New York state Senator Brad Hoylman, a Democrat, has called on Google to remove an app from its Play store that describes being gay as a “sickness.”

According to NBC News, the app from Arlington, Texas-based Living Hope Ministries promotes therapies that attempt to alter the sexual orientation or gender identity of people who are lesbian, gay, bisexual or transgender. Such therapies go by names such as “conversion therapy,” “reparative therapy,” “sexual orientation change efforts” or “ex-gay therapy.”

Apple, Microsoft, and Amazon responded to a petition calling for the app to be removed, taking it down from their online stores. But the app is still live on Google's Play store.

“Google [is] planning to have about 7,000 employees in our Senate district, so I would urge them to remove the app post-haste,” said Hoylman, who authored a recent bill prohibiting such therapies to minors in New York. “I'm hopeful that they'll see the harm that this kind of message sends to the kids and families.”

(Related: New York Governor Andrew Cuomo signs transgender rights bill, ban on “ex-gay” therapy.)

“I think Google should do the right thing and remove the app from their store immediately,” he added.

Nearly 50,000 people have signed a Change.org petition calling on Google to remove the app from its online store.

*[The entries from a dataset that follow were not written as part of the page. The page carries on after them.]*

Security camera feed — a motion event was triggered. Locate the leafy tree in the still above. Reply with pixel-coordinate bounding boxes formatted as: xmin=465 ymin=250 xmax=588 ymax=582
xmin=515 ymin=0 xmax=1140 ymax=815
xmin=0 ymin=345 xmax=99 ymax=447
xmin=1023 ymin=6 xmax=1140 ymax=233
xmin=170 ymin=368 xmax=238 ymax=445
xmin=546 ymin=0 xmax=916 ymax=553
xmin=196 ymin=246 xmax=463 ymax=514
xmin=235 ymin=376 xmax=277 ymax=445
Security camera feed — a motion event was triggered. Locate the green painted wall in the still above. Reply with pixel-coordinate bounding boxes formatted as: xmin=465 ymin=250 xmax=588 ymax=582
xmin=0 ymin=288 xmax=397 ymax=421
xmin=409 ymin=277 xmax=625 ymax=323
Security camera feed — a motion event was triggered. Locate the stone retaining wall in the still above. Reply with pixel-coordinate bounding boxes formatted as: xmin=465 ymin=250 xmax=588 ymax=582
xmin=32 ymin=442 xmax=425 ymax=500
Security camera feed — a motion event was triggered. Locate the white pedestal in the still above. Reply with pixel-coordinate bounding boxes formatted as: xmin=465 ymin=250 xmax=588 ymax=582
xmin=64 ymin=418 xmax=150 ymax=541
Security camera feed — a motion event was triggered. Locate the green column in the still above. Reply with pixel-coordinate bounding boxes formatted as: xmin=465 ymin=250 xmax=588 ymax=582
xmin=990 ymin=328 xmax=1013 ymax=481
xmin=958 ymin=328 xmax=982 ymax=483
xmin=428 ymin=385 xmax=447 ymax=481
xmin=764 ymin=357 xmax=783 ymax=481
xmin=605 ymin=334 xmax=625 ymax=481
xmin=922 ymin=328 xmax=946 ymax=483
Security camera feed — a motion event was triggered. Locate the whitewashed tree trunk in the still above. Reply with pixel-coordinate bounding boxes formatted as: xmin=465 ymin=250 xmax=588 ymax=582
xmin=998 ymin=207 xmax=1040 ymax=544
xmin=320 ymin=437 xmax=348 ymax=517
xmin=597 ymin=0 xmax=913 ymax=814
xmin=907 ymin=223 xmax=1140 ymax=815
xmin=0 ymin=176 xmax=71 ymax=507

According to its website, Living Hope Ministries “proclaims a Christ-centered, Biblical world-view of sexual expression rooted in one man and one woman in a committed, monogamous, heterosexual marriage for life.”

In December, the religious group denied that it's opposed to people who identify as LGBT.

“I think it's unfortunate that the advocacy group doesn't know what we do and is assuming that we're some hate organization,” the group's Rick Chelette said. “We love gay-identified individuals.”